Sunday, May 17, 2015

Never let the big man beat you.

E-mail message from a friend:

Sat, May 16, 2015 at 10:08 AM

How did this clown win a World Series?  He forgot one of Ken's fundamental rules: never let the big man beat you. 

My reply:

That was me quoting Rizzuto quoting McCarthy.  Besides, this big man was a PED guy, so why would Red Sox fear him?  They boo cheaters like A-Rod, ...  Actually, just A-Rod.  Certainly not Manny Ramirez or Ortiz.


From the Boston Herald article:

SEATTLE — John Farrell didn’t even wait for reporters to finish walking into his office last night when the Red Sox manager took the blame for his team’s latest loss.

“Before you even ask the question,” he said, “that was a terrible decision on my part. I own that one.”

Nobody in baseball has hit better than Nelson Cruz this season, which is what made Farrell’s decision to have Junichi Tazawa pitch to the Mariners slugger with two outs and a runner on second base in the ninth inning so confusing. First base was open, begging for Cruz to take it freely. He had entered yesterday leading the American League with a .361 average and a 1.158 OPS.

On deck was Kyle Seager, hitting .246.

Tazawa threw an 87-mph splitter that caught just a bit of the plate and Cruz crushed it to the left-center field gap as the Mariners walked off on the Red Sox, 2-1.

Joe McCarthy and Phil Rizzuto are in the Hall of Fame, McCarthy as a manager and Rizzuto as a shortstop.  Rizzuto played his entire major league career for the Yankees: 1941-1942, military service 1943-1945, 1946-1956; AL MVP 1950.  Rizzuto then became a Yankee announcer starting in September 1956 following his release through 1996, Derek Jeter's first season.  McCarthy managed the Yankees 1931-1945, plus the first 35 (22-13) games of 1946.  So, Rizzuto really overlapped with McCarthy in Rizzuto's first two seasons when he would have been most impressionable.

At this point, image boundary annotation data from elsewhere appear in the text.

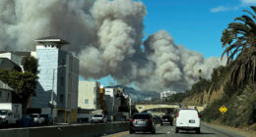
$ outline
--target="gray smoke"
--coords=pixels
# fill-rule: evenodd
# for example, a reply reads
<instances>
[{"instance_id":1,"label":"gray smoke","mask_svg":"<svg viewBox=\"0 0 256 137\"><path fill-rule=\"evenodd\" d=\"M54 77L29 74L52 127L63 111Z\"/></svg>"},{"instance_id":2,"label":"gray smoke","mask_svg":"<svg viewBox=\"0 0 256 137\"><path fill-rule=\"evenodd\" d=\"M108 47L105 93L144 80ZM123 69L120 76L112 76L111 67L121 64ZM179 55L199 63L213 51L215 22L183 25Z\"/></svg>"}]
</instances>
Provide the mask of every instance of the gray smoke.
<instances>
[{"instance_id":1,"label":"gray smoke","mask_svg":"<svg viewBox=\"0 0 256 137\"><path fill-rule=\"evenodd\" d=\"M133 0L1 0L0 50L34 50L34 39L57 35L71 43L65 49L86 79L110 75L147 91L184 91L224 65L175 45L164 30L143 42L146 14Z\"/></svg>"}]
</instances>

Many times Rizzuto would quote or paraphrase McCarthy for whom Rizzuto obviously had both affection and respect, something that Rizzuto did not have for Casey Stengel who managed the Yankees 1949-1960.  One of the things that apparently had impressed Rizzuto was McCarthy supposedly having said: "Never let the big man beat you."  Or words to that effect.
Photo of Ted Williams
In 1941 and 1942 in the American League the big man was obviously Ted Williams of the Boston Red Sox.  This was especially true if you considered only non-Yankees, which would fit McCarthy's situation.  Williams could have been AL MVP in both seasons except:
- the Yankees won the AL pennant both years
- to borrow the phrase from the musical comedy "1776" about John Adams: he was obnoxious and disliked.

Williams is the most recent qualifying player with a .400 batting average (BA): .406 in 1941.  That season Joe DiMaggio had at least one hit in 56 consecutive games during which the Yankees broke open the pennant race.

In 1942 Williams had his first of two triple crowns, leading the league in BA, RBI and home runs.  Yankee second baseman Joe Gordon was voted AL MVP by the baseball writers.

I just asked another friend if he remembered Rizzuto say "Never let the big man beat you."  He did not recall the exact phrase but that it referred to Williams.  I do recall the phrase but not a specific reference to Williams.

However, the thought is the important thing and with all the current emphasis on not walking batters it's interesting that Red Sox manager John Farrell's decision was immediately challenged on the old Joe McCarthy idea.  McCarthy later managed the Red Sox and Williams, winning 96 games in 1948 and 96 again in 1949, second both seasons.  In 1950 the team was 31-28 when McCarthy left.